OPMN starts Essbase, stops Essbase and monitors Essbase. This allows it to run on several servers, report back to Foundation and allow Foundation to determine if a failover is necessary. But understanding this, some unseen behavior comes into play.
What happens if OPMN crashes (not Essbase)? How does it recover? What happens if it doesn’t and how do you see that or fix it?
Located in your instance’s bin directory (i.e. D:\Oracle\Middleware\user_projects\epmsystem1\bin), you will find opmnctl (.bat or .sh – depending on if you are on Windows or UNIX). This utility can be used to see the actual Essbase status (the Service in the control panel is actually the OPMN service that controls Essbase, not Essbase itself), if it’s a cluster, it will report which node is up, which one is down, etc. It also allows you to stop or start a controlled service.
The OPMN service uses the configuration found in the config directory (i.e. D:\Oracle\Middleware\user_projects\epmsystem1\config\opmn) to direct startup, but ALSO to hold component status information through a restart.
Now with this background we can look under the hood when things go wrong. Remember the Essbase “service” (actually OPMN) is running, but Essbase is down. Open a command prompt and navigate to the bin directory (i.e. D:\Oracle\Middleware\user_projects\epmsystem1\bin), then run ‘opmnctl status’. This will (or at least should) show the actual status of the Essbase process. In my example, I get:
Processes in Instance: EPM_DEMO
---------------------------------+--------------------+---------+---------
ias-component | process-type | pid | status
---------------------------------+--------------------+---------+---------
Essbase1 | EssbaseAgent | 899 | Down
Note that a PID is listed, but the process is down. We try to start the Essbase instance with ‘opmnctl startproc ias-component=Essbase1’ and it rejects the command, saying Essbase is already running. That’s a huge flag! The status is down, but when you try to start it, it says it’s running.
Next step will be to see what’s actually running on PID 899. Open Task Manager, add the PID column and sort (on UNIX, use ps -e | grep <PID>). In my instance, I found “wininit.exe”, a core Windows service.
OK so we have OPMN, thinking Essbase is running on a PID that is in use by something else. If the process was a non-critical item, we could simply kill the process, clearing the 899 PID, but in this case, it was a core process (or it could be something equally undesirable to kill). Either way, killing the process is not an option in this example.

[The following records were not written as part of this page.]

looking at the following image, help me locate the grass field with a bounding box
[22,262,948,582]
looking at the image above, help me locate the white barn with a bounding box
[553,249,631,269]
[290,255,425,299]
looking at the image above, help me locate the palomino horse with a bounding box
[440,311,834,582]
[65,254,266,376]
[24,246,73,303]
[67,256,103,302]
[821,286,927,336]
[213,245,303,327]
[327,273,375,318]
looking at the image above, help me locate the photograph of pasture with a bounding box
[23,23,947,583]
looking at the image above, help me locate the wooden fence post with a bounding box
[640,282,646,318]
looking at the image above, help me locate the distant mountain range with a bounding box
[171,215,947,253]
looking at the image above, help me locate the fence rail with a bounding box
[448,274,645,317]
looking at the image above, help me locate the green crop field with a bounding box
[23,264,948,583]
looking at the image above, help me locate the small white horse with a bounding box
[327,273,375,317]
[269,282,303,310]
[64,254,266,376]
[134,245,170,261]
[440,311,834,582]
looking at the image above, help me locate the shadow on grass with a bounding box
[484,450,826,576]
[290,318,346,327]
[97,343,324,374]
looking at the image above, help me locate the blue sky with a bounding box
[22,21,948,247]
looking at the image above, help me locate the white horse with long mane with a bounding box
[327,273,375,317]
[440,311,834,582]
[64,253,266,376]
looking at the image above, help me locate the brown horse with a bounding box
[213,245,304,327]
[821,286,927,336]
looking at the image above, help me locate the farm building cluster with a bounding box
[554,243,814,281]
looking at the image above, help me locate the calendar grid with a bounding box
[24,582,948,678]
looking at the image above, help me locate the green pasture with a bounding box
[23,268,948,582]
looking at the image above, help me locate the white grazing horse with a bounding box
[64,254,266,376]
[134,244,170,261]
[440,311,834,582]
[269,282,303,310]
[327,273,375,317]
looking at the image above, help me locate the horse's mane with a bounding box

So how do we clear this? Restarting OPMN doesn’t clear it (and with this error, you will find stopping and starting OPMN take a very long time – after all, it’s trying to stop Essbase when it’s not running and has to time out).
The way to fix this is by removing the memory of the process while OPMN is down.
- Stop the Essbase (OPMN) service
- Navigate to the OPMN status folder in the config directory (i.e. D:\Oracle\Middleware\user_projects\epmsystem1\config\OPMN\opmn\states)
- You should find one or more files starting “p” (do NOT touch the .opmndat file). If there is more than one, open each of them and look for the one containing the PID that Essbase reports up on. If there is only one, you can skip that step.
- Delete the “p” file containing the PID that is a problem
- Start the Essbase (OPMN service)
- Verify Essbase starts correctly again
There are quite a few safeguards against the above scenario, however a combination of OPMN stopping abruptly, combined with bad luck on PID assignment can leave you high and dry. This gets you moving again.